# Green Meanie (Little Green Scream Machine) Build Out



## Cybercow (Aug 16, 2022)

The Little Green Scream Machine is an excellent Tube Screamer circuit and modding it is a treat. All I did was add some clipping element switching with a 6-way rotary switch using mostly not-so-standard clipping devices.

Found these nifty little 9mm sized 6-way rotary switches on SmallBear and they had a link to a shared OSH Park PCB for mounting switching option components. Wanted to have a means of ear-balling the sonic difference between 6 different diode clipping options.






In this compound clipping configuration are the following diodes\LEDs used:

*LM313H* Reference Diode (Fvd ~0.67v symmetrical)
*MA856* (Fvd ~0.7v to ~1.0v symmetrical - “King of Tone” fame)
*3mm Red/Green* 2-pin LED (Fvd ~2v & 1.7v asymmetrical)
*5mm Red/Blue* 2-pin LED (Fvd ~2.7v & 1.9v asymmetrical)
*Nanolog N2* (Fvd ~0.7v symmetrical)
*Nanolog N3* (Fvd ~1v symmetrical)

(That's about $60 worth of clipping components alone. The LM313H reference diode is a special little device that basically has two diodes in a single 2-pin can. The LM313H  cannot be subjected to any DC voltage - much like the Nanolog devices cannot be exposed to DC voltages. And the LM313H can are about twice as expensive as the Nanolog devices.)





After getting the circuit completed and enclosed, I got it fired up and started checking out the six different clipping options. At first, I quickly ran thru the selections to listen for any significant differences. Obviously the Fvd differences were most noticeable volume-wise and the LEDs were the loudest. All Fvd values were acquired from the respective datasheets where testing was not possible with a Peak Atlas DCA75. (The LM313H, Nanolog N2 & N3 devices cannot withstand direct DC voltages.)

With no sine wave generator at the time, I was unable to provide the circuit with a pure sine wave to get any scope readings of the clipped wave forms. So this dissertation is an aural exploration only. I used a ’79 Strat with switchable dual hum-bucker & single bridge pickup (with the Volume set to max) thru a Vox MV50 AC set mostly to a clean signal with the gain set to 1/3 and the Volume set to 1/2 - pumping a pair of 12’ Marshall speakers.

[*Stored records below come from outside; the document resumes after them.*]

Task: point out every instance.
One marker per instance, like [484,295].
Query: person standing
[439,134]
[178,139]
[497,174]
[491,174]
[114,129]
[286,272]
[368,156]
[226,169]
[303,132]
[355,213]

The *LM313* reference diode has the typical clipping harshness of silicon diodes with what sounds like a bit more bottom end available than the other silicon devices in this selection group. An unusual device in that it is ridiculously expensive for use as a clipping diode configuration. One device has several components, sounding much like two diodes, back-to-back like a standard symmetrical clipping diode pair - only one device is required for clipping. (I didn't test for any actual "symmetry".) Sound-wise, it’s nothing to write home about and are a prohibitive choice due to their expense. (When I found mine over a year ago, they were about $25 each. They are bit less expensive now, but a bit harder to find.)
*MA856* diodes are known for their explicit use in genuine “King of Tone” pedals and are supposed to be “rare”. However I found 10 of them at an easy price (about $1 each) and tried them out in this build. This clipping option (MA856) is the only one that required 2 elements to comprise the back-to-back diodes to form a symmetrical clipping option. To my ears, with the given setup in this Tube Screamer circuit, they are also standard silicon sounding clipping devices that seem to exhibit nothing special about them. Still, they do their job well.
The *3mm red\green 2-pin dual-color LED* has a measured Fvd of 2.0v and 1.7v respectively for each color. This provides an instant asymmetrical clipping diode configuration with a single element. Two diodes (LEDs) in a single 2-pin package. Louder than than four of the other clipping options in this build, these provide a slightly different set of harmonics in their clipped result. About the same price as regular LEDs, but only one is required.
The *5mm red\blue 2-pin dual-color LED* has a measured Fvd of 2.7v and 1.9v respectively for each color. These also provide an instant asymmetrical clipping diode configuration with a single element. Two diodes (LEDs) in a single 2-pin package. With the highest Fvd of all the devices in this clipping selection group, this clipping device selection is the loudest and the volume difference between this and the *3mm red\green 2-pin dual-color LED* is clearly audible. I find this another good asymmetrical clipping device for use for clipping in a feedback loop with an opamp. About the same price as regular LEDs, but only one is required.
The *Nanolog N2* dedicated clipping device has a specified Fvd of ~0.7v and was (aurally) noticed immediately when switching from the *5mm red\blue 2-pin dual-color LED*. Also immediately aurally noted was a drop in the noise floor. While not playing anything thru the circuit with the *N2* selected, I noticed a drop in the slight noise floor of the Tube Screamer; as if the highs were turned way down - or that a low-pass filter was suddenly engaged. While playing my Strat thru the circuit with this clipping option selected, the rich harmonics of clipping were still apparent, but also with a somewhat diminished extreme upper harmonic content - AND - a notable clarity of of the bottom end. While this circuit build does not include any germanium clipping device options, the *N2* tends to be very “germanium” sounding, with a softer clipping knee. (Can I “hear” a ‘clipping knee’? - No. I cannot. But I’ve heard enough Tube Screamers with Ge and Si clipping to know the difference.) Again, this is an expensive device for clipping - coming in at ~ $16 per device.
The *Nanolog N3* dedicated clipping device has a specified Fvd of ~1.0v and is noticeably a little bit louder than the *N2*. The *N3* also exhibits a definite drop in the noise floor in the highs, but still renders some sweet clipping harmonics while playing. Sonically similar to the *N2*, the *N3* is just a little bit louder, presumably due to its higher Fvd. This Nanolog device is priced the same as the *N2*.
After listening to each clipping option in the order of the switching arrangement, I started to jump around for some random comparisons and found good points for each - sonically speaking. Most notable was the noise floor drop when engaging either of the Nanolog devices and find them “warmer” than any of the other clipping devices described herein.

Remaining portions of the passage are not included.